At DCIS, we believe students learn best when they take responsibility for themselves and their education. Sometimes that means they’ll fail. But if they accept responsibility for the actions leading to that failure and learn from the experience so that they don’t repeat it, they begin to understand what empowerment means.
So, rather than having paternalistic rules based on rigid expectations, we prefer to give students guidelines that illustrate behavioral best practices. Because we’re a 6–12 school, those guidelines vary between middle school and high school. But all stem from our belief that students learn best when they are given independence and choice, recognizing, of course, that with such freedom comes responsibility.
Students sometimes make poor choices and don’t always handle responsibility well. Rather than implementing stringent rules for everyone based on such situations, we work with those students and their families and teachers to get them on the path to self-empowerment.
Empowered students are confident in making their voice heard.

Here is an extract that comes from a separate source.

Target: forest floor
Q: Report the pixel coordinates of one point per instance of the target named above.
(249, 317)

And DCIS provides them with many opportunities to do just that — from leading their parent-teacher conferences to leading the all-school meetings every week to starting and leading our many student clubs.
In the classroom, our faculty nurture student voice by teaching students to argue constructively, advocate appropriately and listen actively, all while being respectful and honoring diverse perspectives.
Empowering students is one of the many ways we prepare them to be interculturally competent citizens who are actively involved in our rapidly changing world.